Don't Settle for Eventual: Scalable Causal Consistency for Wide-Area Storage with COPS (2011)

Overview. Many modern applications require high availability, low latency, partition tolerance, and scalability. The CAP theorem tells us that these kind of applications, dubbed ALPS applications, cannot be implemented with strong consistency. However, weaker consistency models can be implemented with high availability. This paper introduces causal consistency with convergent conflict handling (causal+ consistency), one of the strongest consistency models that can be supported with high availability, and a causal+ consistent key-value store COPS. It also extends COPS with multi-key get transactions in a system dubbed COPS-GT.

Causal+ Consistency. We model our system as set of independently executing threads of execution that issue get(key) and put(key, val) operations against one replica of a key-value store. We say operation a happens before operation b, denoted a -> b if

  1. a happens before b in a single thread of execution,
  2. a = get(key) returns the value written by b = put(key, val), or
  3. there exists a c such that a -> c and c -> b.

A system is causally consistent if reads respect the causal ordering of events. That is, it must appear the operation that writes a value occurs after all operations that causally proceed it. For example, imagine Alice adds a photo to Facebook and then adds a reference to the photo to an album. If Bob sees the photo reference in the album, then the photo being referenced must exist. Causal+ consistent is weaker than linearizability and sequential consistency but is stronger than causal, PRAM, per-key sequential, and eventual consistency.

Causal consistency governs the behavior of causally related operations; it doesn't help much to resolve causally unrelated operations. For example, when two unrelated writes to the same object happen, a causally consistent system is allowed to indefinitely return either value. Convergent conflict handling requires that all replicas resolve the conflict in the same way using an associative and commutative merge operator. COPS allows the user to specify application specific merge operators but otherwise defaults to use a last-writer-wins rule.

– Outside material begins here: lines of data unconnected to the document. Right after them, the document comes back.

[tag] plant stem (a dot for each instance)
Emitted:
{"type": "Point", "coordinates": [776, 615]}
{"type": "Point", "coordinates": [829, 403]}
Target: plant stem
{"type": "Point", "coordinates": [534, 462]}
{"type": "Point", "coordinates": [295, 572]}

In COPS, values are versioned with the guarantee that if x_i -> x_j then i < j. That is, values are versioned with Lamport timestamps. Moreover, once COPS returns a value, it guarantees to return the same version of a causally later one, so version numbers are monotonically non-decreasing.

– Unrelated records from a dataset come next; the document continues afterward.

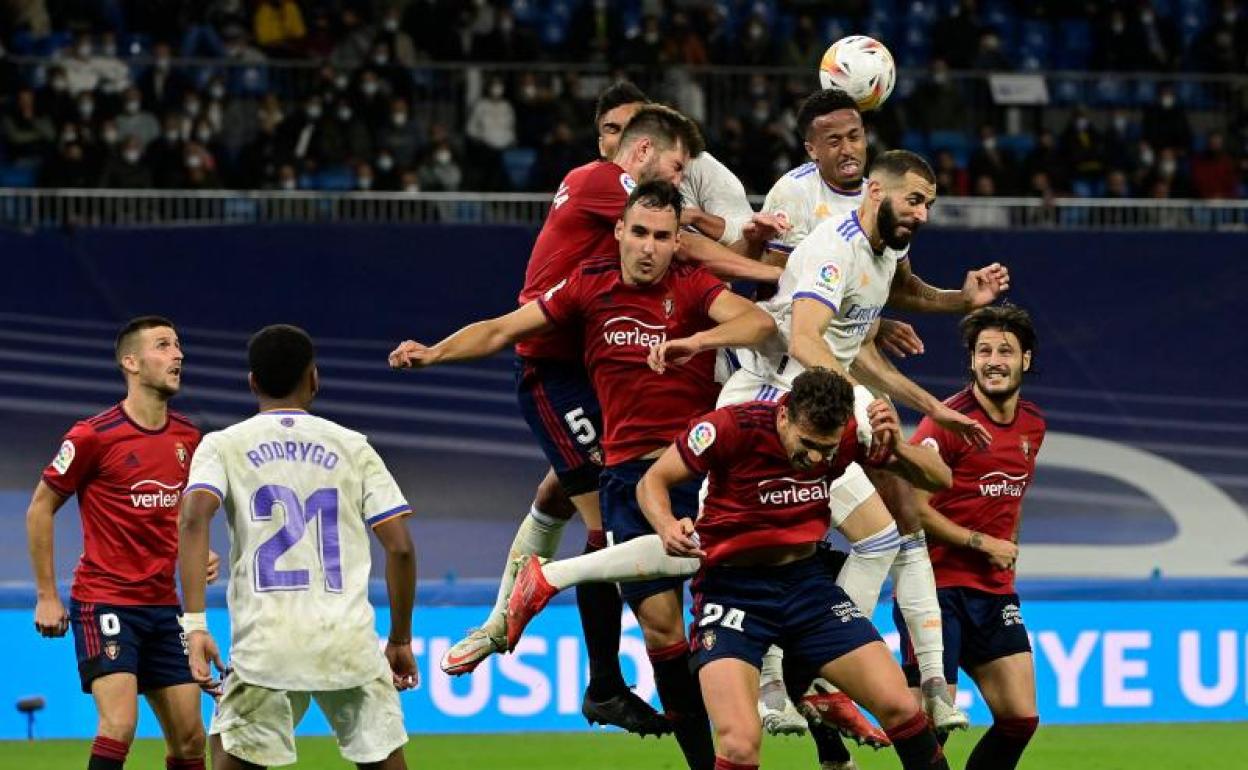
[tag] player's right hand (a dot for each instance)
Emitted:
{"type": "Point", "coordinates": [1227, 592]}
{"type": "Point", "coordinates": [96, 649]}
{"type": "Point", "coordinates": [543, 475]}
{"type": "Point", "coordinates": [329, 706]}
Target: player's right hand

Design. A COPS system is divided between multiple data centers connected by a wide-area network. Each data center represents one logical replica of the entire key-value store. Within the data center, the key space is sharded between servers and linearizability is provided by using chained replication. Updates within a data center are asynchronously sent to other data centers in a causal+ consistent fashion.

COPS clients issue get and put operations to COPS. Furthermore, each operation is associated with a context and each context can have at most one outstanding operation at a time. The operations associated with a context for a logical thread of execution. The context maintains a table of (key, version, dependency) pairs. When a client issues a write, it includes a list of the versions the write depends on (i.e. the list of versions that causally precede this write). COPS servers block until the dependencies are themselves committed to the database to ensure causal consistency.

Get operations in COPS are rather straightforward, but they are often inexpressive. For example, imagine Alice unfriends Bob and then uploads a private photo that she doesn't want Bob to see. Bob's client could read Alice's old friend list, see that Bob is still her friend, and then read Alice's new private photo. COPS-GT extends COPS with get transactions which allow multiple keys to be read simultaneously in a causally consistent way. A get transaction for keys k1, ..., kn proceeds in two steps:

  1. First, the latest versions and dependencies of every key is read from COPS. For example, COPS may return z_3 = 4 which depends on x_2 and y_2.
  2. Next, for every dependency x_i where x is a key in the transaction, if the value of x read is not at least as large as i, then another read is issued to read a value at least as large as i.

Garbage Collection. There are miscellaneous pieces of metadata in COPS that can be garbage collected. For example, COPS-GT maintains many versions of each key-value pair so that a get transaction can issue a read request at older values. If we're not careful, the size of this metadata could grow without bound. COPS bounds the duration of get transactions to some arbitrary time T, restarting any transactions that last longer than T. Then, once a new version of a value is written, the old ones can be garbage collected after roughly T amount of time.

Fault Tolerance. Fault tolerance is provided using chain-replication. If a data center goes down, data could be lost, but woe is the way of a highly available system.